Alors que la contagion du Coronavirus augmente un peu partout, la plupart des capitales ne connaissent plus de spectacle vivant, ou si peu. Madrid fait partir d’une exception, puisque ici les autorités régionales ont fixé le couvre-feu à minuit, d’ici peu a 22h. Ce qui permet, outre les bars et les discothèques, de laisser ouvertes les salles de concerts et de spectacle. Exemple emblématique : le Teatro Real, l’Opéra de Madrid, l’un des rares Opéras à rester ouverts et maintenir leur programmation.

Il est 19h15 dans la grande salle de l’Opéra de Madrid. Le célèbre ténor Mexicain Javier Camarena s’apprête à entrer sur scène, accompagné par l’Orchestre symphonique de Madrid. Comme tous les soirs, une voix indique que pour des raisons de sécurité et d’hygiène, la cafétéria est fermée au public. La salle est pleine, conformément aux limitations que s’est imposé l’Opéra, c’est à dire à 65% d’occupation. L’atmosphère est recueillie, on sent beaucoup d’émotion.

Mais, avant tout, l’accent ici est porté sur la prudence. Alexander Morales, d’origine cubaine, est premier violon à l’orchestre symphonique qui joue presque tous les soirs ici. « Dès qu’on entre dans le théâtre, on doit se laver les mains, on change les masques toutes les 4 heures, on maintient les distances, aussi bien dans les ascenseurs que dans les couloirs, on ventile beaucoup, au point que parfois on a un peu froid », témoigne-t-il.
Des mesures de contrôle sanitaire strictes
Aucune autre institution culturelle n’a pris autant les choses au sérieux en termes de sécurité sanitaire, ce qui permet à l’Opéra d’être ouvert depuis juillet et de ne pas avoir changé sa programmation. Grâce surtout au soutien de ses sponsors, le Teatro Real a ainsi investi 900 000 euros pour adapter ses infrastructures à la menace que fait peser le virus.
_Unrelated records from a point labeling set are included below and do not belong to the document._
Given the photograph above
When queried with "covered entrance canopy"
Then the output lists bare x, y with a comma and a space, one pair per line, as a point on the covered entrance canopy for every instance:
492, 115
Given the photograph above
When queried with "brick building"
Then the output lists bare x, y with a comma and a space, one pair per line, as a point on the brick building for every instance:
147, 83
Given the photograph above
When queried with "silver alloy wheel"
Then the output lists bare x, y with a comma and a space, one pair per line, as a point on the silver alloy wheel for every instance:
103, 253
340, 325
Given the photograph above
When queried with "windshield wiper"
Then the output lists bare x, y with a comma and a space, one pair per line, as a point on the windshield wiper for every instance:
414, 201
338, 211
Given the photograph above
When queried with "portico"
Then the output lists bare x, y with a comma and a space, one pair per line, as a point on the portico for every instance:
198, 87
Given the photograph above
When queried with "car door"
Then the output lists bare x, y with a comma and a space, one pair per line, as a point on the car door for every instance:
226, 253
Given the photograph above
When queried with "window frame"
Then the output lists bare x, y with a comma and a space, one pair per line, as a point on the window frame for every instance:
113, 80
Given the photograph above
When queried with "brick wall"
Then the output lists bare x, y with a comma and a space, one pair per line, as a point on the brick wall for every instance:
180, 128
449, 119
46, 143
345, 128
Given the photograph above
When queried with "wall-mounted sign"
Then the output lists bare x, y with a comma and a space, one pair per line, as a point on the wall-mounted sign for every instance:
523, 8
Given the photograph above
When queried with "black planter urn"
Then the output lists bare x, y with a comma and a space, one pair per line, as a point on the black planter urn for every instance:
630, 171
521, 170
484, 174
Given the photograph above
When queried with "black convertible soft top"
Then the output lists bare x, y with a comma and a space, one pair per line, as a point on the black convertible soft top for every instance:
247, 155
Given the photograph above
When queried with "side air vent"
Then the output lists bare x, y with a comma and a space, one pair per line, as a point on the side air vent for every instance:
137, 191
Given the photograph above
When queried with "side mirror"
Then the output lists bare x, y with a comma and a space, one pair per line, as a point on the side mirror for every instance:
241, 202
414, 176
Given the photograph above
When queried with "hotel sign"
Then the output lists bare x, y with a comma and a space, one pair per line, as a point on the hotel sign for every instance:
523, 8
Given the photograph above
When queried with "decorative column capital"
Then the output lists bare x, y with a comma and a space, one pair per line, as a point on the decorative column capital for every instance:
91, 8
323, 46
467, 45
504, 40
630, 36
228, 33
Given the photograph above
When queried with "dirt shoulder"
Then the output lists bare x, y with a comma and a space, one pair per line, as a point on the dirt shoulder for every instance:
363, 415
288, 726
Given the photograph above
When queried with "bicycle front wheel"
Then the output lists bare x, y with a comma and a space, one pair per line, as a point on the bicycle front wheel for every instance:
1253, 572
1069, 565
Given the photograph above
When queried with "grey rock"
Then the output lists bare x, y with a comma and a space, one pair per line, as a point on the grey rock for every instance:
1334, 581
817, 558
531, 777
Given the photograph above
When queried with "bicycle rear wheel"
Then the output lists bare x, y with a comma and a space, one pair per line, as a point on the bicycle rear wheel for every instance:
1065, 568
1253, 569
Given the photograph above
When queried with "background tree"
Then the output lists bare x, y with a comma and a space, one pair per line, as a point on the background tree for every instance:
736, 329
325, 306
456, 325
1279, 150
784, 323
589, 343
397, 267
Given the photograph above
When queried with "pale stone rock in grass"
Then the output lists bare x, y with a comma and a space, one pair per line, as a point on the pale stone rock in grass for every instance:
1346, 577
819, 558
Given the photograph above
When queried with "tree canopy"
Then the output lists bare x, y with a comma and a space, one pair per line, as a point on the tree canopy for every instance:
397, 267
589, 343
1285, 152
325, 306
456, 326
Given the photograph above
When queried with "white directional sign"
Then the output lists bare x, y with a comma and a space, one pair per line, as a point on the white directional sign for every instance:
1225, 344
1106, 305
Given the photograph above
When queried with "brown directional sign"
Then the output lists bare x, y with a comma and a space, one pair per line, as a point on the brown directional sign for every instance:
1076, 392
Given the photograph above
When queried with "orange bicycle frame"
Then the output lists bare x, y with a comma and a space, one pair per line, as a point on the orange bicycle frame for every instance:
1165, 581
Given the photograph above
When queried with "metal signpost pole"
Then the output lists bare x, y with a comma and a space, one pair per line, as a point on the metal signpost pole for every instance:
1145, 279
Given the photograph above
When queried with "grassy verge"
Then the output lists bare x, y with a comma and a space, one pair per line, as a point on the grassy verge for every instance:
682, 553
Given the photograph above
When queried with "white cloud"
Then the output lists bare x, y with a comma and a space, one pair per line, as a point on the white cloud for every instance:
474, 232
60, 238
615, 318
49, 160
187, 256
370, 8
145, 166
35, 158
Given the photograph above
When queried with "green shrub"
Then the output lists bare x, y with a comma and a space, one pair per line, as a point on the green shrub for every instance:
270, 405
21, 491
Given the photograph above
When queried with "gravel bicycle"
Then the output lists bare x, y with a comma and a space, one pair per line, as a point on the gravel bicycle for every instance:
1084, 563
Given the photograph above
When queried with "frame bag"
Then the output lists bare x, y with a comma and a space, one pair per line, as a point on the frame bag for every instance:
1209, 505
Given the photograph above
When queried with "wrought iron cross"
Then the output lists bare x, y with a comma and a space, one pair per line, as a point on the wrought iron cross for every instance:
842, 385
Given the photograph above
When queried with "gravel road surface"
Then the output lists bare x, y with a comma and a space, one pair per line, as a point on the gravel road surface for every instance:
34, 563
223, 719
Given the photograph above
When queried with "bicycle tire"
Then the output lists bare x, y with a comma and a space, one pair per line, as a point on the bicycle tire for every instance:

Tout est systématiquement désinfecté ; à l’entrée, une infirmière prend la température de tous les spectateurs et enregistre leurs données personnelles, histoire de pouvoir remonter à eux, en cas de contagion.

L’un des risques, bien sûr, c’est celui existant entre les musiciens et les chanteurs, qui passent beaucoup de temps ensemble, proches les uns des autres. D’où l’importance du dépistage. « Pour les répétitions, on réalise des tests de façon très habituelle. De fait, il ne se passe pas 2 ou 3 semaines sans que l’on fasse des tests. Et c’est un succès, car jusqu’ici on n’a pas eu de cas de contagion », explique Gema Gonzalez, qui joue du piccolo dans l’orchestre symphonique de Madrid.
Pas de perte de revenu pour les 300 salariés
Demeurer ouvert et maintenir la programmation, cela a été, et c’est toujours, un défi très important en ces temps d’incertitude sanitaire. Mais, pour le président du Théâtre Gregorio Marañon, il fallait le faire impérativement : « on a ouvert le 1er juillet avec une Traviata pour dire que la culture ne s'enferme pas dans la sécurité d'une maison fermée. »

Maintenir le cap de la culture, et ce même si c’est réellement difficile, comme le souligne le directeur général de l’Opéra, Ignacio Garcia-Belenguer : « malgré cette situation difficile, nos abonnés sont très reconnaissants qu’on ait ouvert dès juillet et qu’on leur offre toujours cet espace pour l’Opéra et la culture. »

Contre vent et marées, l’Opéra de Madrid suit donc son bonhomme de chemin, en espérant que les autorités régionales continuent de favoriser la vie nocturne et culturelle. Pour l’heure, cet emblème de la capitale a une fierté : n’avoir mis au chômage technique aucun de ses 300 salariés, et n’avoir diminué aucun salaire.